There must have been something in the air over Port Phillip Bay in the 1980s. At La Trobe and Melbourne universities, ethnohistory and critical studies of settler colonialism were all the rage. Subaltern and postcolonial studies also permeated much scholarship in these institutions. Even the rather staid History and Philosophy of Science Department at the University of Melbourne was conducting conferences on scientific colonialism and challenging the conventional imperial accounting for the spread of science. There can be little doubt that contemporary Indigenous defiance of settler colonial claims to sovereignty was stimulating and informing this intellectual vitality. Accordingly, the Deakin STS program was one of the more robust and compelling examples of local endeavours to decolonise methodologies. As such, it should be recognised as an antecedent of the recent ontological turn in cultural anthropology, science studies, and Indigenous scholarship.[9] Thus, we must remember Deakin as a forerunner, trying not so much to give voice to others as to create an audience who might want to hear them.


[1] Warwick Anderson and Vincanne Adams, ‘Pramoedya’s chickens: postcolonial studies of technoscience’, in Handbook of Science and Technology Studies, 3rd ed., ed. Edward J. Hackett, Olga Amsterdamska, Michael Lynch and Judy Wajcman (Cambridge MA: MIT Press; 2007), 181-204, p. 187. These days, I would probably substitute in the quotation ‘decolonial’ for postcolonial.

[2] Helen Watson-Verran and David Turnbull, ‘Science and other Indigenous knowledge systems’, in Handbook of Science and Technology Studies, ed. Sheila Jasanoff, Gerald Markel, James Peterson and Trevor Pinch (Thousand Oaks, CA: Sage, 1995), 115–139, p. 138.

[3] For example, Greg Dening, Islands and Beaches: Discourse on a Silent Land: Marquesas, 1774-1880 (Honolulu: University Press of Hawaii, 1980); Patrick Wolfe, ‘On being woken up: the Dreamtime in anthropology and in Australian settler culture’, Comparative Studies in Society and History 33 (1991): 197-224; and Dipesh Chakrabarty, ‘Postcoloniality and the artifice of history: who speaks for “Indian” Pasts?’ Representations 37 (1992): 1-26.

[4] For example, David Wade Chambers, ‘Period and process in colonial and national science’, in Scientific Colonialism: A Cross-Cultural Comparison, ed. Nathan Reingold and Marc Rothenberg (Washington DC: Smithsonian Institution Press, 1997), 297–321, and ‘Locality and science: myths of centre and periphery’, in Mundialización de la ciencia y cultural nacional, ed. Antonio Lafuente, Alberto Elena and Maria Luisa Ortega (Madrid: Doce Calles, 1993), 605–618; and David Turnbull, ‘Local knowledge and comparative scientific traditions’, Knowledge and Policy 6 (1993–4): 29–54, ‘Cartography and science in early modern Europe: mapping the construction of knowledge spaces,’ Imago Mundi 48 (1996): 7–14, and ‘Reframing science and other local knowledge traditions’, Futures, 29 (1997): 551–562.

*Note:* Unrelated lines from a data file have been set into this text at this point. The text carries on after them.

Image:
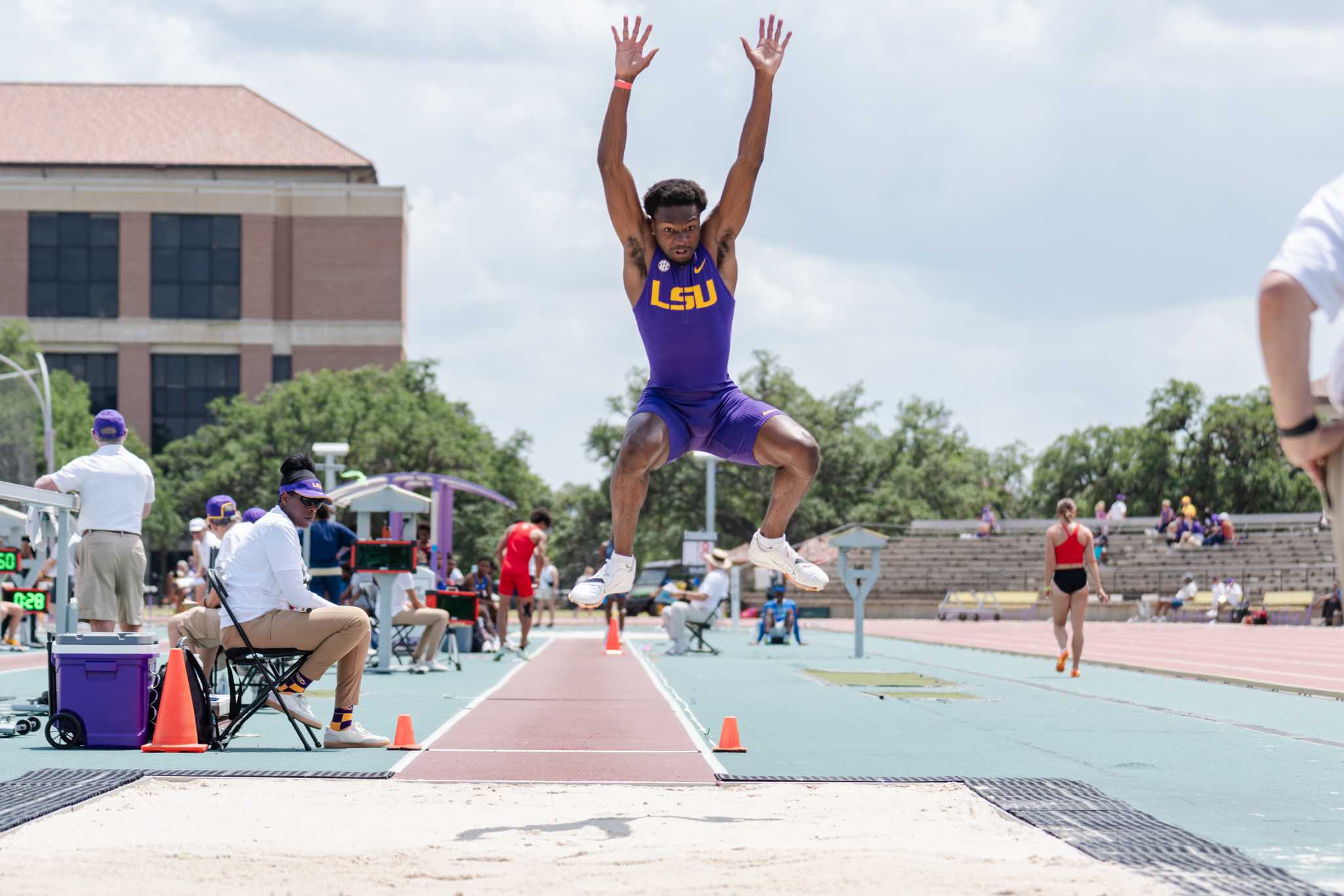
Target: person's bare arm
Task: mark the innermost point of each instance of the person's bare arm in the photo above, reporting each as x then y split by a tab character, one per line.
726	221
1285	330
1050	560
623	201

[5] Helen Verran, Science and an African Logic (Chicago: University of Chicago Press, 2001); and David Turnbull, Masons, Tricksters and Cartographers: Comparative Studies in the Sociology of Scientific and Indigenous Knowledge (Amsterdam: Harwood Academic, 2000).

[6] James Clifford and George E. Marcus, ed. Writing Culture: The Poetics and Politics of Ethnography (Berkeley: University of California Press, 1986); and James Clifford, The Predicament of Culture (Cambridge MA: Harvard University Press, 1988).

[7] The first vice-chancellor of Deakin, Fred Jevons (Friedrich Bettelheim), was a distinguished science policy analyst who also promoted the establishment of an STS program.

[8] Max Charlesworth, Lyndsay Farrall, Terry Stokes and David Turnbull, Life Among the Scientists: An Anthropological Study of an Australian Academic Community (Oxford: Oxford University Press, 1989); and Bruno Latour and Steve Woolgar, Laboratory Life: The Social Construction of Scientific Facts (Beverly Hills: Sage, 1979).

[9] Had I more space, I might discuss the implicit structuralism of these and other ‘decolonial’ approaches, despite the disavowals of many adherents, and distinct from the poststructuralism of postcolonial critique.